Supercycle Memori AI: Perebutan Kekuasaan HBM antara SK Hynix, Samsung, dan Micron, serta Pergeseran Valuasi Triliunan Dolar

Pasar
Diperbarui: 2026/05/28 06:41

23 April 2026 menandai titik balik penting bagi industri semikonduktor Korea Selatan. SK Hynix merilis laporan keuangan kuartalan yang mengubah ekspektasi industri: pendapatan kuartal pertama mencapai KRW 52,58 triliun, naik 198,1% secara tahunan; laba operasi melonjak menjadi KRW 37,61 triliun, meningkat 405,5%; laba bersih mencapai KRW 40,35 triliun, naik 397,6%. Ketiga metrik utama—pendapatan, laba operasi, dan laba bersih—mencatat rekor tertinggi sepanjang masa. Ini juga merupakan pertama kalinya produsen chip Korea melampaui KRW 50 triliun dalam pendapatan kuartalan.

Hampir bersamaan, dua pemain besar lainnya di industri chip memori global—Samsung Electronics dan Micron Technology—juga mencatatkan pencapaian bersejarah. Pada 26 Mei 2026, saham Micron melonjak 19,29% dalam satu hari, mendorong kapitalisasi pasarnya melampaui angka $1 triliun (sekitar $1,023 triliun), menjadikannya perusahaan semikonduktor ketiga di dunia yang masuk dalam klub triliuner. Per 28 Mei, harga saham Micron berada di $928,41, dengan perdagangan setelah jam bursa sedikit turun ke sekitar $904. Sementara itu, Samsung semakin memperlebar keunggulannya atas SK Hynix di pasar DRAM, meraih pangsa 38% pada kuartal pertama 2026.

Sumber: Google Finance

Kini, ketiga perusahaan tersebut berada di pusat siklus super memori AI. Inilah kisah tentang HBM (High Bandwidth Memory)—arsitektur DRAM bertumpuk yang dirancang untuk terhubung langsung dengan GPU dan akselerator AI, kini menjadi sumber daya strategis paling diburu dalam infrastruktur AI.

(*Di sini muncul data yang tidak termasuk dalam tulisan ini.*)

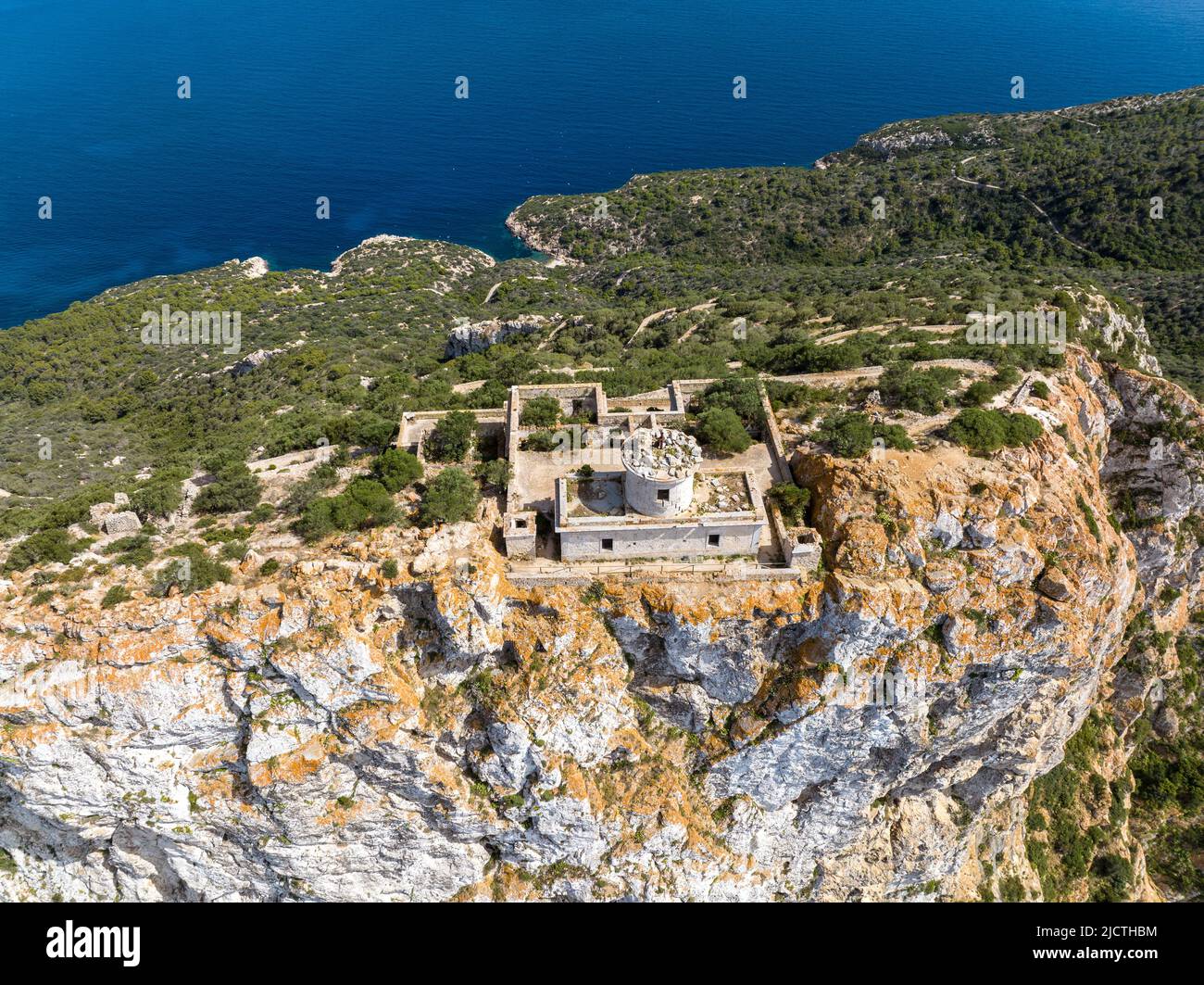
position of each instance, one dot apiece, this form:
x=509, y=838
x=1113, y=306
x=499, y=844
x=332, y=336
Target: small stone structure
x=648, y=494
x=112, y=518
x=660, y=463
x=123, y=523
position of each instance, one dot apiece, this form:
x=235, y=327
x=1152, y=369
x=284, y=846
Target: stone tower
x=660, y=465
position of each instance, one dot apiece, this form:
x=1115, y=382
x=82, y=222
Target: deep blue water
x=354, y=100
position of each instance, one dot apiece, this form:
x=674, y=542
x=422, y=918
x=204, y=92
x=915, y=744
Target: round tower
x=660, y=465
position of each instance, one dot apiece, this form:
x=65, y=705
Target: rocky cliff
x=335, y=734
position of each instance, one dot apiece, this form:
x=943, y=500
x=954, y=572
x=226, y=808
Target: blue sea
x=356, y=101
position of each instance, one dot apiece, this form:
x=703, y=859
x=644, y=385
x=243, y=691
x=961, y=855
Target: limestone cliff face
x=338, y=735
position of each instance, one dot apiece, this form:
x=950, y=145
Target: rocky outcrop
x=478, y=336
x=333, y=734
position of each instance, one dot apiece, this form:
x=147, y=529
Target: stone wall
x=657, y=541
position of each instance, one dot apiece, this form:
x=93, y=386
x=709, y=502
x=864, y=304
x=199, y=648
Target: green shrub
x=115, y=596
x=791, y=499
x=737, y=394
x=261, y=513
x=926, y=391
x=44, y=547
x=721, y=430
x=990, y=430
x=895, y=436
x=496, y=474
x=452, y=437
x=189, y=570
x=450, y=497
x=235, y=487
x=847, y=434
x=541, y=412
x=305, y=491
x=541, y=441
x=160, y=497
x=395, y=469
x=362, y=505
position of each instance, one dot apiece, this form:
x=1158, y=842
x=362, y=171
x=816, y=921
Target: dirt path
x=1040, y=211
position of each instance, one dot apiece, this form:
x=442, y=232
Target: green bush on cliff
x=450, y=497
x=990, y=430
x=721, y=430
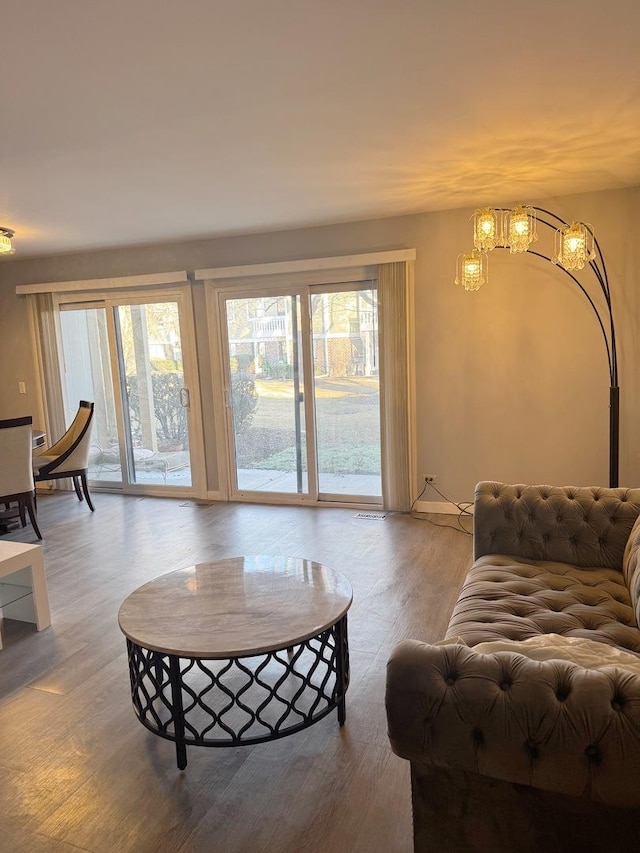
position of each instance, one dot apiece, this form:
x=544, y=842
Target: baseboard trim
x=440, y=507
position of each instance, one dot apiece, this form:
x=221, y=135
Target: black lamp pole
x=607, y=327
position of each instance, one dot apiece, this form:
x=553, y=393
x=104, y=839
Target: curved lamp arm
x=605, y=322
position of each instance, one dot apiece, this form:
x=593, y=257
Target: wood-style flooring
x=78, y=771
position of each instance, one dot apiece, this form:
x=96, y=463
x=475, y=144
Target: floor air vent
x=373, y=516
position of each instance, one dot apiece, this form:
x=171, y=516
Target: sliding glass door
x=302, y=392
x=127, y=356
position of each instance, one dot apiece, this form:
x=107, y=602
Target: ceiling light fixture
x=5, y=241
x=576, y=247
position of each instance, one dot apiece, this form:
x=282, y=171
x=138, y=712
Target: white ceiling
x=139, y=121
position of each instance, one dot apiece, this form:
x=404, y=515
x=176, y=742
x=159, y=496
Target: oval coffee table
x=240, y=651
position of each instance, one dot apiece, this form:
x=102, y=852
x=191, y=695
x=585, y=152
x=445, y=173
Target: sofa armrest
x=551, y=725
x=584, y=526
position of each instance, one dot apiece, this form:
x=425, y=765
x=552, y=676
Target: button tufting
x=593, y=753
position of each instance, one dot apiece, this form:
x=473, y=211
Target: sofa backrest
x=587, y=526
x=631, y=567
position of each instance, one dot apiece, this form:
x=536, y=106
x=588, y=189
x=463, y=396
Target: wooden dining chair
x=69, y=456
x=16, y=474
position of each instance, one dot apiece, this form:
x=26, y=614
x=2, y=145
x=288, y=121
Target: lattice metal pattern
x=241, y=700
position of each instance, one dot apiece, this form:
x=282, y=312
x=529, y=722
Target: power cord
x=463, y=510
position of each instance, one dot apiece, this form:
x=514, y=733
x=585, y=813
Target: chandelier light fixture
x=520, y=228
x=487, y=229
x=472, y=270
x=575, y=247
x=5, y=241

Bagaimana HBM Menjadi Pusat Industri

HBM bukanlah teknologi baru, namun kepentingan strategisnya melonjak di era model AI berskala besar. Dibandingkan dengan memori DDR atau LPDDR konvensional, HBM menumpuk chip DRAM secara vertikal dan menghubungkannya melalui through-silicon vias, menghasilkan bandwidth beberapa kali lipat per satuan luas dibanding solusi tradisional. Hal ini memungkinkan GPU memproses dataset masif dengan konsumsi daya lebih rendah, secara langsung meningkatkan efisiensi pelatihan dan inferensi AI.

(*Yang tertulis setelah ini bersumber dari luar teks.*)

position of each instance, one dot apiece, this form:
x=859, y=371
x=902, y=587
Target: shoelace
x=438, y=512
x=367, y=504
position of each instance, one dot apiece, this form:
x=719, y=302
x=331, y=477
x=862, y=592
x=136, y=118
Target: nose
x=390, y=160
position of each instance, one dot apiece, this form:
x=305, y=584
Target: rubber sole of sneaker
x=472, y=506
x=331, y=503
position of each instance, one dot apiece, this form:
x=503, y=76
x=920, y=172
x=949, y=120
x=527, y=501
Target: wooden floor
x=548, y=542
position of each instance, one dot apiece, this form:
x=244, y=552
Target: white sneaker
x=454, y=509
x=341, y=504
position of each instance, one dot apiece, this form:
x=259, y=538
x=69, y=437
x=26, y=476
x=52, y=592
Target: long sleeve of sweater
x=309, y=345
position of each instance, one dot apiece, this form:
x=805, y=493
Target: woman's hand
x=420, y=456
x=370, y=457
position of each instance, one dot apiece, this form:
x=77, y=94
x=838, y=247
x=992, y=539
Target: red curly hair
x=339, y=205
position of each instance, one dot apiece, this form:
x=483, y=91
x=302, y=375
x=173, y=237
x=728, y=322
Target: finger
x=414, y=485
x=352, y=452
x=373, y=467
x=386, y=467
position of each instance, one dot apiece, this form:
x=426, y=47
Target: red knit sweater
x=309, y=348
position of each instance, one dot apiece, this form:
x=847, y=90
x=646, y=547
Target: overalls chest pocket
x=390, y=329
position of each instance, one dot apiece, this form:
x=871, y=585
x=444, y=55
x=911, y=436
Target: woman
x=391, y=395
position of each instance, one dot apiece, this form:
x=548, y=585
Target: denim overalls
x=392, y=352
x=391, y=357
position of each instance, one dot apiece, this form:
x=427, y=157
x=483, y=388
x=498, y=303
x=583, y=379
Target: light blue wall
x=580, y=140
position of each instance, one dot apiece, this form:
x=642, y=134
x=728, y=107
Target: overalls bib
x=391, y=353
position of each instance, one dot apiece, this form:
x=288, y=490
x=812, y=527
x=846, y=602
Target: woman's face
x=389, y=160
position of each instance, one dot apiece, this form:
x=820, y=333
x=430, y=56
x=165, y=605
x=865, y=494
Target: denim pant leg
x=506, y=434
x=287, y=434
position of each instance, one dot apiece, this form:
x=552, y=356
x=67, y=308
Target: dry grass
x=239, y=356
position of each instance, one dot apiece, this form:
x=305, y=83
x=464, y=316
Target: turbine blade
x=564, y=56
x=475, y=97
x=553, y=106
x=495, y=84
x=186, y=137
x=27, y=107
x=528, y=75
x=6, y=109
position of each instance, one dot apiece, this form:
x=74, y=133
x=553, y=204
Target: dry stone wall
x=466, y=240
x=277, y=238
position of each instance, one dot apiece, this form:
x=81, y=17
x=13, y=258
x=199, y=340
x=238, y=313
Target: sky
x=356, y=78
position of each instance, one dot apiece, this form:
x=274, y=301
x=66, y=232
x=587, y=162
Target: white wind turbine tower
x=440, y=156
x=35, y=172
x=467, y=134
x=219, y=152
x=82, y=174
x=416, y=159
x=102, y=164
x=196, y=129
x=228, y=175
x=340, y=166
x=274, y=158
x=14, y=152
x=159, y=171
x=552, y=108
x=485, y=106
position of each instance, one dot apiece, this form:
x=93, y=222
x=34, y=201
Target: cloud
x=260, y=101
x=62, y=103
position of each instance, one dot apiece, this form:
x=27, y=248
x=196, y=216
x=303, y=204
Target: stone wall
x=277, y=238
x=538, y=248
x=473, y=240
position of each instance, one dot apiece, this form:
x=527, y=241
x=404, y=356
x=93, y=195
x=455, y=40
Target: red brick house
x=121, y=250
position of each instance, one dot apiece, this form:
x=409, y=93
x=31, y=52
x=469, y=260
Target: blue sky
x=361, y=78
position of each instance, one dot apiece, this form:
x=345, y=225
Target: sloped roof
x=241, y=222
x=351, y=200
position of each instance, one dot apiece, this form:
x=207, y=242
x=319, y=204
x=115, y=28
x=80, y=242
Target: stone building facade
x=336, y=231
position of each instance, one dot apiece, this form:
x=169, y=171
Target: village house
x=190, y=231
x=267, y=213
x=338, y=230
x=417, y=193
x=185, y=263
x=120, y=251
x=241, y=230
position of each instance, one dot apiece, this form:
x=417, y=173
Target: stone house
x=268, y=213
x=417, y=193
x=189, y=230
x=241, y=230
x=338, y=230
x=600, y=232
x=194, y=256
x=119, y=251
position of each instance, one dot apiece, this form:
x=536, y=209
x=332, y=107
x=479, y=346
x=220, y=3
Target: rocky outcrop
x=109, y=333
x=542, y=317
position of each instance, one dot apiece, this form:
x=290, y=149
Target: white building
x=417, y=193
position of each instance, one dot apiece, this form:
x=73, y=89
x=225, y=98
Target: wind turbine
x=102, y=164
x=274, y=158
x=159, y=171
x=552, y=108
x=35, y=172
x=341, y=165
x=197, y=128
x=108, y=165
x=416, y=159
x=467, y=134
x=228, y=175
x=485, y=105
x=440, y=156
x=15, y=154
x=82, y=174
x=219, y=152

Untuk memahami lanskap persaingan saat ini, penting untuk menelusuri garis waktu evolusi teknologi dan diferensiasi strategi berikut:

2013–2022: Implementasi Awal dan Divergensi Strategis

SK Hynix meluncurkan produk HBM pertama di dunia pada 2013 dan mempertahankan kepemimpinan melalui generasi berikutnya—HBM2, HBM2E, dan HBM3. Meski Samsung telah lama memimpin kapasitas dan pendapatan DRAM global, mereka masuk ke segmen HBM lebih belakangan, baru meningkatkan investasi di era HBM3/HBM3E. Micron melewati HBM3 sepenuhnya, langsung melompat ke HBM3E dengan strategi leapfrog untuk meraih keuntungan sebagai pendatang terakhir.

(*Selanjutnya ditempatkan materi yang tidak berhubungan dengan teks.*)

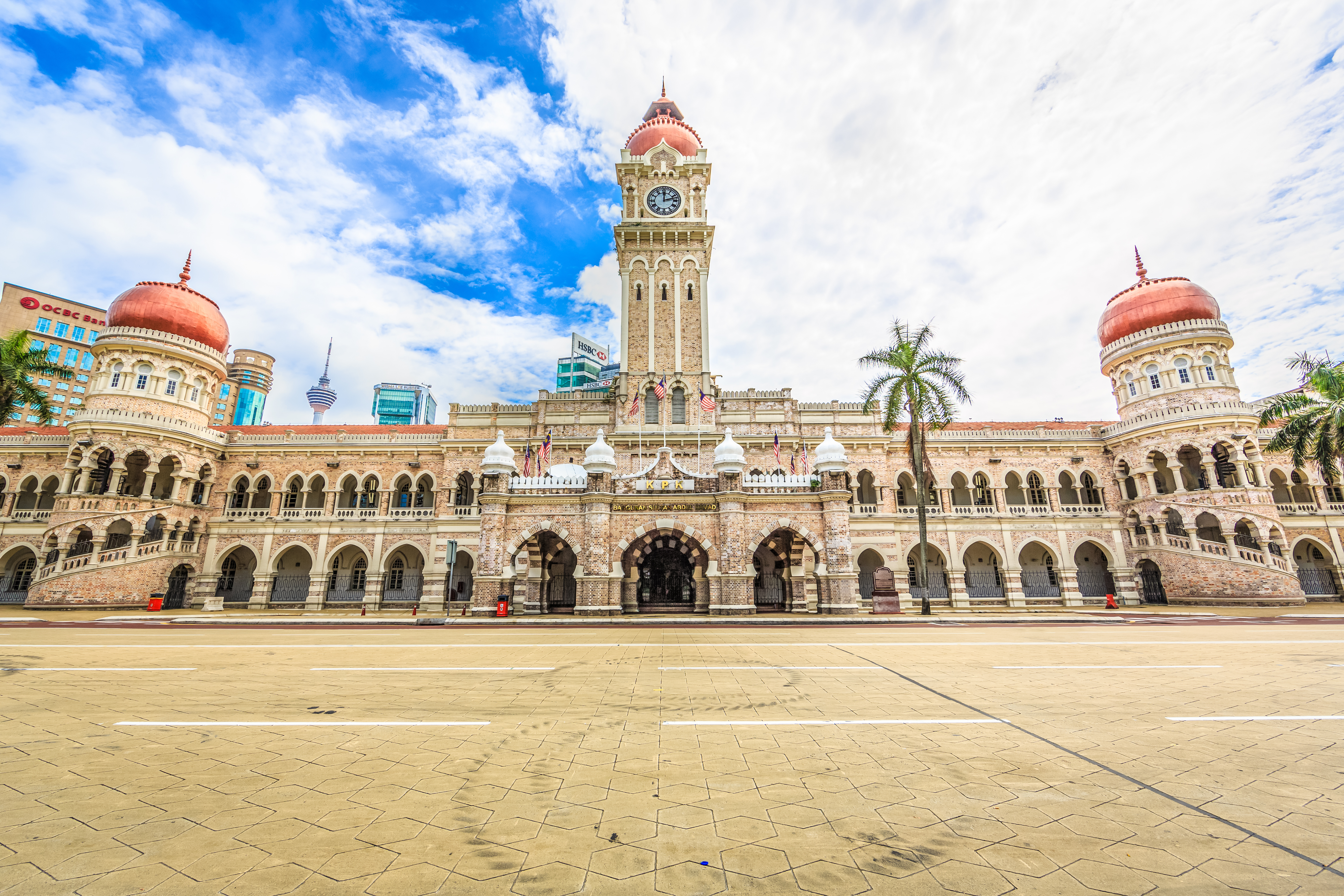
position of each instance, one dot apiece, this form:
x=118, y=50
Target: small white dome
x=729, y=456
x=600, y=456
x=831, y=456
x=499, y=459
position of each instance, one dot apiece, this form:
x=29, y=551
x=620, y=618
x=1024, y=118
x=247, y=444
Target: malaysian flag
x=544, y=455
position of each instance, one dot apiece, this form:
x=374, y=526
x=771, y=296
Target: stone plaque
x=885, y=598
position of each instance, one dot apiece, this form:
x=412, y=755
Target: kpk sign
x=581, y=346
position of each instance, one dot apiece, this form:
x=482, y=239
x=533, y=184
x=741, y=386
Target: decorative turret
x=322, y=397
x=600, y=456
x=729, y=456
x=831, y=457
x=499, y=459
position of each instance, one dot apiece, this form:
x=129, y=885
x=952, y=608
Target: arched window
x=1183, y=370
x=651, y=408
x=1092, y=495
x=1035, y=489
x=984, y=498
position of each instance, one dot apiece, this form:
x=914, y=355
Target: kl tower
x=322, y=397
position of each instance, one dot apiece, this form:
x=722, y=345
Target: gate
x=561, y=594
x=177, y=596
x=769, y=592
x=1152, y=581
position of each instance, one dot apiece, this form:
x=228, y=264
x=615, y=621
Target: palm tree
x=920, y=385
x=19, y=367
x=1312, y=417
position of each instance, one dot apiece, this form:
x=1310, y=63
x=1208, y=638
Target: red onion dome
x=1152, y=303
x=171, y=308
x=665, y=121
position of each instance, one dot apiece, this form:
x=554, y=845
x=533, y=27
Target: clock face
x=663, y=201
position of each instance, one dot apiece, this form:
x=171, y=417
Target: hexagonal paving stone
x=830, y=879
x=1109, y=879
x=686, y=817
x=754, y=862
x=556, y=879
x=390, y=832
x=1018, y=860
x=621, y=862
x=509, y=831
x=493, y=862
x=279, y=879
x=966, y=878
x=690, y=879
x=796, y=816
x=744, y=828
x=573, y=817
x=357, y=863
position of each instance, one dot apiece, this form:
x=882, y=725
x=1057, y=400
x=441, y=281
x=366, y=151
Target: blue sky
x=432, y=183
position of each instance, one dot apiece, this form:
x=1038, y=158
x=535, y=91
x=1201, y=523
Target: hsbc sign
x=588, y=347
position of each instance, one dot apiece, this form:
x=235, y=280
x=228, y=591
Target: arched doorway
x=1314, y=569
x=1039, y=578
x=768, y=588
x=984, y=582
x=869, y=562
x=18, y=577
x=294, y=575
x=1094, y=575
x=177, y=596
x=937, y=567
x=1151, y=582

2023–2024: Era HBM3E Mulai Terbentuk

Dengan ledakan AI generatif, permintaan HBM melonjak. SK Hynix menjadi pemasok utama HBM3E untuk Nvidia, pertama kali mengirimkan produk untuk platform Blackwell. Menurut Counterpoint Research, SK Hynix mempertahankan pangsa pasar HBM di atas 50% dari Q4 2024 hingga Q3 2025. Pada September 2024, SK Hynix menjadi yang pertama di dunia memproduksi massal HBM4, semakin memperkuat posisinya.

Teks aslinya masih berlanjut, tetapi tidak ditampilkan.